A few months ago I joined a team as a Big-Data consultant. They had many issues with their log management system. The solution relied on an RDBMS centric architecture. They were facing a collection of issues such as run-time error, memory leak and I/O malfunctions. Everything were pretty messy and they were trying every possible way to make things working. They became disappointed. It was an opportunity to making them familiar with the Big-Data concepts and platforms. I’ve started it by setting up a few number of meetings, each one including a presentation or demo. During the meetings I explained how RDBMSs are too complex to process such a big amount of incoming streams. After a few demonstration, they finely accepted to try a document store instead.
The new solution contains an orchestration of Flume instances, a cluster of Elasticsearch nodes and customized rivers. Increasing the compression ratio, Automatic daily indexing and decoding based64 contents where a number of extra stuffs that I’ve applied.
Despite our pretty short switch from MySQL to a Elasticsearch, we have already come to archive around 500GB data per a day, including a super fast analytical searching service. The most big improvement I’ve made, wasn’t in the code or architecture. It was in the team’s approach. I just showed them how a commodity cluster computing platform provides a huge performance, reliability and availability.

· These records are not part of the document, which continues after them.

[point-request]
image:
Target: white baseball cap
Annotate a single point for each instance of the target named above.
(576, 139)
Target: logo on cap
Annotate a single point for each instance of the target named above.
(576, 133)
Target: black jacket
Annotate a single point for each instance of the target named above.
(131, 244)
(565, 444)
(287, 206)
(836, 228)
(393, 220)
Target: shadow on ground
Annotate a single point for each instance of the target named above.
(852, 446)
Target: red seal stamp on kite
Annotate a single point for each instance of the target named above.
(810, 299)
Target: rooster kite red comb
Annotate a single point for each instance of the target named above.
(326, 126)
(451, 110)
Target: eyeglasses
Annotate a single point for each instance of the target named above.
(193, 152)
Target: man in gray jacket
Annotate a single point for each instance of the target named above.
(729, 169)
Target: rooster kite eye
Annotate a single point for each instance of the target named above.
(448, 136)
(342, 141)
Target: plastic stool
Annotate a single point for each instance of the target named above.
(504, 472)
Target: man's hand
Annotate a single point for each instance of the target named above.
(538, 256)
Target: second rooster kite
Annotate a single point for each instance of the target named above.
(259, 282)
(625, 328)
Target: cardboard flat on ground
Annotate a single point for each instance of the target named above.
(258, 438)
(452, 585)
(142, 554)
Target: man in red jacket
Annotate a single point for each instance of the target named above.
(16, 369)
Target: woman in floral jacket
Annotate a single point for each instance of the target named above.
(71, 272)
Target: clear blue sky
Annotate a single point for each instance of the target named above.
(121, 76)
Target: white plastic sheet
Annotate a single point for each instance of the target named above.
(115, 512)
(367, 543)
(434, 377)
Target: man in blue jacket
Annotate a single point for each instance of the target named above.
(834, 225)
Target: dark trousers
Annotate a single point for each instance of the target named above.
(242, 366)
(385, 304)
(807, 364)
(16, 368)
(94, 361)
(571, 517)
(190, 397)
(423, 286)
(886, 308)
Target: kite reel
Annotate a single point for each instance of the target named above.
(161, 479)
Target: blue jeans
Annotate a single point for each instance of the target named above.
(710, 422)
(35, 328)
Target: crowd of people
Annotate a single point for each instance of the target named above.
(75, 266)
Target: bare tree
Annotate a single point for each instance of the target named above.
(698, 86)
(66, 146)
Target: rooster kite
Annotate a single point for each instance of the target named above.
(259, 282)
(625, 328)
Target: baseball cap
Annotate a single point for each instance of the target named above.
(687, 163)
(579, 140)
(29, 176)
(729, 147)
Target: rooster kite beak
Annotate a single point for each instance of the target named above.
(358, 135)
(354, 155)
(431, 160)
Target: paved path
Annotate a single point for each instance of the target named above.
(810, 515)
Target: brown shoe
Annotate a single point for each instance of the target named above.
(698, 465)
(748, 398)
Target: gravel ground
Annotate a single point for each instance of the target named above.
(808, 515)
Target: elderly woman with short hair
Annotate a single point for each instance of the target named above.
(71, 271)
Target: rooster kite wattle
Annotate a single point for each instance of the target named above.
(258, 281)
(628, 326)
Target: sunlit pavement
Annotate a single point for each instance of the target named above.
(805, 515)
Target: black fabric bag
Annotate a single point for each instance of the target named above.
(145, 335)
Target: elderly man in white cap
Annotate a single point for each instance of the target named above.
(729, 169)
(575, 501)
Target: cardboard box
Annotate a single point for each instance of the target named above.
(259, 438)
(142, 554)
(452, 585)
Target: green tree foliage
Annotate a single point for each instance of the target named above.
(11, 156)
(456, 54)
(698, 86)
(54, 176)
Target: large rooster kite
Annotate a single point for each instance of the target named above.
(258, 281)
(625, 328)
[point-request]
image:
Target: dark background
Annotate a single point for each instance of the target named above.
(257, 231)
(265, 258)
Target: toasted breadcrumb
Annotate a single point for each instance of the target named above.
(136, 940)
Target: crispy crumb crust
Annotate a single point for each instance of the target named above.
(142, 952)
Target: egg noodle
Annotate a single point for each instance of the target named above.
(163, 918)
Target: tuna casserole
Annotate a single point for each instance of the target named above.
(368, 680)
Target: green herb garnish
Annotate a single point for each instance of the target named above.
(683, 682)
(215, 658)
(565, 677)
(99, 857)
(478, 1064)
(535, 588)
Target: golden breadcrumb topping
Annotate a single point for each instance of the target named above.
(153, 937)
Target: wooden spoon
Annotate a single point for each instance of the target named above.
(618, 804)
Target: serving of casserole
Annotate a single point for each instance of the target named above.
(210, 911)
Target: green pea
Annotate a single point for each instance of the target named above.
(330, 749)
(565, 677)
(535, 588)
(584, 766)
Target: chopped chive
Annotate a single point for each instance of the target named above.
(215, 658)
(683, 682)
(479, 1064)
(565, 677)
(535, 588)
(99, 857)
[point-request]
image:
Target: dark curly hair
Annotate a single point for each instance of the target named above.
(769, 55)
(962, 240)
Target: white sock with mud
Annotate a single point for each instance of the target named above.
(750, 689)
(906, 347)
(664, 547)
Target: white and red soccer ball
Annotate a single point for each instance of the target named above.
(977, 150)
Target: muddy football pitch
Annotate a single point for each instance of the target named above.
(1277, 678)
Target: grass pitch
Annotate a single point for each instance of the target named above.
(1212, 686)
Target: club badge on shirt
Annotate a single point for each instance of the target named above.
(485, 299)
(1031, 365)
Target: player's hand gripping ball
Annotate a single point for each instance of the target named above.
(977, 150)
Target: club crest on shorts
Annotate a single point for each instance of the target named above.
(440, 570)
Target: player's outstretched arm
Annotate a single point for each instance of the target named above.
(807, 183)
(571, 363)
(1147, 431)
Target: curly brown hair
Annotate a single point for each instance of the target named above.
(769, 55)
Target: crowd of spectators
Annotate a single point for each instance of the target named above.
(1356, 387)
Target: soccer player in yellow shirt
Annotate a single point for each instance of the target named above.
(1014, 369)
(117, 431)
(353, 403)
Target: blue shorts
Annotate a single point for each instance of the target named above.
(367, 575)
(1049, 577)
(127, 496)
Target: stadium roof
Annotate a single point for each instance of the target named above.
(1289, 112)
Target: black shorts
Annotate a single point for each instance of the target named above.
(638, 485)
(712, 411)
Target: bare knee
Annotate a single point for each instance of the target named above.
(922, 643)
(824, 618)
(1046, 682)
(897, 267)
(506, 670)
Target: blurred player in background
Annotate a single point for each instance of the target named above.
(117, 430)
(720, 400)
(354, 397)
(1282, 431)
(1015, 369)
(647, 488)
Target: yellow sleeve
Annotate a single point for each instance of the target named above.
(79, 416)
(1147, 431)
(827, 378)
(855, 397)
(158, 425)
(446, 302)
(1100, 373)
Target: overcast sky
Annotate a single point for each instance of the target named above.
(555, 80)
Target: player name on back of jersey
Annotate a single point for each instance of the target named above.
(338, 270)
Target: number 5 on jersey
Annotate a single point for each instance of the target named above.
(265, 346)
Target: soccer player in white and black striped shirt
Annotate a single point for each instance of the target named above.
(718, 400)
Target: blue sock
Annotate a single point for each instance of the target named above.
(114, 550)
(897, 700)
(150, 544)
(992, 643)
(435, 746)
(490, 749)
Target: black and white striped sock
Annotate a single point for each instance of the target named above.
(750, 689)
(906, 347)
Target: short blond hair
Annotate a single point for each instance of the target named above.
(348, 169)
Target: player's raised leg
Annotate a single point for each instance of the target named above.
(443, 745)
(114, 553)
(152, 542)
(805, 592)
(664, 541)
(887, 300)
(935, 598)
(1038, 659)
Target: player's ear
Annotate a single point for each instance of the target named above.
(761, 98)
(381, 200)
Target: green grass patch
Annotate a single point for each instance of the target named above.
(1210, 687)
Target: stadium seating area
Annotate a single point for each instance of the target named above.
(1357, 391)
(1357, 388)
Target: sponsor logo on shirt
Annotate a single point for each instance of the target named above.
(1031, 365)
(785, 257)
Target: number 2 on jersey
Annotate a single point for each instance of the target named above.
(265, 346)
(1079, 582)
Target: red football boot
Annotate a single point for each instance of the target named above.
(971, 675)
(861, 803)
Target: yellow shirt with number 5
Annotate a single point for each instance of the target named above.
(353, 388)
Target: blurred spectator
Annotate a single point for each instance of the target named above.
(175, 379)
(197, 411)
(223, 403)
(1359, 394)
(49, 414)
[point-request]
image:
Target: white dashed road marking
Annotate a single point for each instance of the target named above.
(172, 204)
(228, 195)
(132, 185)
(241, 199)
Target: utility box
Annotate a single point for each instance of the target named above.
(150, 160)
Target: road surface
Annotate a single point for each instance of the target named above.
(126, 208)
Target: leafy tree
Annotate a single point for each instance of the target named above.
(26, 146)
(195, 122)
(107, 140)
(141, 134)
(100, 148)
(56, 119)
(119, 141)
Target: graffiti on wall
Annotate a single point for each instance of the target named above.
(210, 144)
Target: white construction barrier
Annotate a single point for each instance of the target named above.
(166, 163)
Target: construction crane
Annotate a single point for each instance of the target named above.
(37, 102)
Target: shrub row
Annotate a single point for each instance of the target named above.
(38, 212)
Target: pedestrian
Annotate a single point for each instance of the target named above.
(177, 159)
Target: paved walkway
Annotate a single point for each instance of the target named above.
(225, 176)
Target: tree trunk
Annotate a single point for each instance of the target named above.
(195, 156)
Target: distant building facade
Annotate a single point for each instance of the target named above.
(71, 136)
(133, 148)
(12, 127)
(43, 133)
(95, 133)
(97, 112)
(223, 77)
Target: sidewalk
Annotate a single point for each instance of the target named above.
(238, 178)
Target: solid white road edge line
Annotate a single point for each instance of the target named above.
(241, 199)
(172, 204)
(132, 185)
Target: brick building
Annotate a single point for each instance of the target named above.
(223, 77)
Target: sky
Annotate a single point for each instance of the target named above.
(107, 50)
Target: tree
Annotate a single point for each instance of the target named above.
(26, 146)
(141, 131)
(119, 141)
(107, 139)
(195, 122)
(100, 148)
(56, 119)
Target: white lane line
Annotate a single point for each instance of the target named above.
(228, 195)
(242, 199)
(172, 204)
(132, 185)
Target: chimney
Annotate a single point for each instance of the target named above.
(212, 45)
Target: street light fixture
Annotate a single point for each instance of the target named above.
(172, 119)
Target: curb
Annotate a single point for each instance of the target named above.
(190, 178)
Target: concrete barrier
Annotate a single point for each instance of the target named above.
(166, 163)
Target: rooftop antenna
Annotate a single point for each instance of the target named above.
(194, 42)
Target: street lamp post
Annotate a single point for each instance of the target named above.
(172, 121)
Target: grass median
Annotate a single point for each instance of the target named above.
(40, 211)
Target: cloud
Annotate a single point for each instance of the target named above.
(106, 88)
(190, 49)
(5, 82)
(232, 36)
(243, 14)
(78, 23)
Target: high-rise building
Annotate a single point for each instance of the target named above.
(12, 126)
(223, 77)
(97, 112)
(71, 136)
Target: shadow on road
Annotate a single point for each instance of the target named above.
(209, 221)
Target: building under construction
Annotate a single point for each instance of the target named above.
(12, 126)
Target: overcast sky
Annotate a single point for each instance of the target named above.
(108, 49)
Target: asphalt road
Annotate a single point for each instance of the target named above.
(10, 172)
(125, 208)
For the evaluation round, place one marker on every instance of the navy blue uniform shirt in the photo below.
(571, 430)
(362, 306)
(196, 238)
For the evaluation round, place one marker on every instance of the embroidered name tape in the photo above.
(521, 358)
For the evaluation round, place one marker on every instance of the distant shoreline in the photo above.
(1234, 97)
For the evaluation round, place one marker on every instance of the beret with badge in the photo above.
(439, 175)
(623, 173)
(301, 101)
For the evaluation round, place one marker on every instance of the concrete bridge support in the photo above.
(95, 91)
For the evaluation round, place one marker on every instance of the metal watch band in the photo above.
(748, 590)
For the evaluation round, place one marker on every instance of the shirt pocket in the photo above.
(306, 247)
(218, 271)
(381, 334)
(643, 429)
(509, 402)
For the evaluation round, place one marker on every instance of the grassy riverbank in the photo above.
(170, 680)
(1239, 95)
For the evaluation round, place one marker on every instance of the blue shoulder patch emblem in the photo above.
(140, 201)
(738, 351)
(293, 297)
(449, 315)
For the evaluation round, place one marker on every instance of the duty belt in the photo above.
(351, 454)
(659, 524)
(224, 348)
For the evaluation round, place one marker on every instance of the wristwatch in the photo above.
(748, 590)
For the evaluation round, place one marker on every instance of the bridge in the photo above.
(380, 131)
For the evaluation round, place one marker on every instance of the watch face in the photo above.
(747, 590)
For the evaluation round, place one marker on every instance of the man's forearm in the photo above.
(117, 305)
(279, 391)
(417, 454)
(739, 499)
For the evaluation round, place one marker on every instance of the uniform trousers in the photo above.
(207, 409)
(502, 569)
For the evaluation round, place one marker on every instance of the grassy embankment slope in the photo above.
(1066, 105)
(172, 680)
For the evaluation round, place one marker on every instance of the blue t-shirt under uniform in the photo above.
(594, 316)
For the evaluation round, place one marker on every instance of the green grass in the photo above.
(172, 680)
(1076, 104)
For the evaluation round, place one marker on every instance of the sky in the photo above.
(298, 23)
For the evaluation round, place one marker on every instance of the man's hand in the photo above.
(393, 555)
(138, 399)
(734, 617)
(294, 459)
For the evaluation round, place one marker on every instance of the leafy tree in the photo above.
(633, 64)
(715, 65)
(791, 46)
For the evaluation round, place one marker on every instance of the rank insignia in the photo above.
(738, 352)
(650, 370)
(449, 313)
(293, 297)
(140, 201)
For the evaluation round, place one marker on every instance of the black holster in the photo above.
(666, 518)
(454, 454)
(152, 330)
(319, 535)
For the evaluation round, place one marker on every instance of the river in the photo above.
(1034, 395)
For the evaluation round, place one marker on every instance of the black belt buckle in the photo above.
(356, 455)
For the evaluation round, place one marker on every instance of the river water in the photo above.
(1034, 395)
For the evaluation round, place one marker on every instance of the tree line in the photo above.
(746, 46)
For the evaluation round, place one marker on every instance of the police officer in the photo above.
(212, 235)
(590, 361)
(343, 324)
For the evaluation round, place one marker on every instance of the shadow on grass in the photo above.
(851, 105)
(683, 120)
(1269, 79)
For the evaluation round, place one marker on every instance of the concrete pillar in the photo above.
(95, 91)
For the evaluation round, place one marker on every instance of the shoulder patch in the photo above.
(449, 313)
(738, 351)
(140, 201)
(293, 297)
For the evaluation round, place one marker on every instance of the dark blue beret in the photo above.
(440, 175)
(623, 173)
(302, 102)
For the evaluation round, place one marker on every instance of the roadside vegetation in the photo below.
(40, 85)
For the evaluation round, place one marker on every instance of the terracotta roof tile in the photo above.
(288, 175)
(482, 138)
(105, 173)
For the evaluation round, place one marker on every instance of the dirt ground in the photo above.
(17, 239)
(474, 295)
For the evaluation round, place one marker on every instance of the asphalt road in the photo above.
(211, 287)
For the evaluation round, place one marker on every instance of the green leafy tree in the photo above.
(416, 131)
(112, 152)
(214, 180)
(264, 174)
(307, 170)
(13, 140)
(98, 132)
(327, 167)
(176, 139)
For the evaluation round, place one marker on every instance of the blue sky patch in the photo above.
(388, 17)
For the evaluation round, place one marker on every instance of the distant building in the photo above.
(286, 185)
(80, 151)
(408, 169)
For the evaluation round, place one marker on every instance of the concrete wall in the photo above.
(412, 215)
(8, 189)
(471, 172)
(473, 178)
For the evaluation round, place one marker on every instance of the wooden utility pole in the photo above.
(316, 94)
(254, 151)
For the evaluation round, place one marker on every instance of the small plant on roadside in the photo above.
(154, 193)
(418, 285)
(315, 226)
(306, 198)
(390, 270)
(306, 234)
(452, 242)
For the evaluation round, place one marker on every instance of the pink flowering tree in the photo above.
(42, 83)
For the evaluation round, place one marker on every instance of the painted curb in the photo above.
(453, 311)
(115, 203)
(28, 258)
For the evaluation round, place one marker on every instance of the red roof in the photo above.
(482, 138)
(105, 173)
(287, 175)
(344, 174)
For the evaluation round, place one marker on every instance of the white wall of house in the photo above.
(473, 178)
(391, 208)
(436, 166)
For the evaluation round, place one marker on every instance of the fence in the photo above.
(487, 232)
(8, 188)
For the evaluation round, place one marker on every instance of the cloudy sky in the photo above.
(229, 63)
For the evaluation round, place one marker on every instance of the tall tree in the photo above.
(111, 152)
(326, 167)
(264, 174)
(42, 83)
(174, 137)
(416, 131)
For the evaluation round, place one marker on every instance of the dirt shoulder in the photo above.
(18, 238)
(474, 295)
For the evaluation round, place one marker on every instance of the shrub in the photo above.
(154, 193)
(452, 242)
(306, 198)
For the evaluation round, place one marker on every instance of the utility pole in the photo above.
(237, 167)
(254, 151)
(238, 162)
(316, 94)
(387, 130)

We had sort of challenges as well. The most important issue we were facing was the rapidly growing archive files. We’ve got a big amount of input streams. Very big file bulk read/write and indexing the growing files were killing the limited I/O. The nodes had just old spinning disks. So Indexing went slow day by day. To fix it, I started to break the main index file into a number of smaller indexes and it was simply a perfect idea.
Later may I migrate it to HDFS for some reasons, while it already rocks.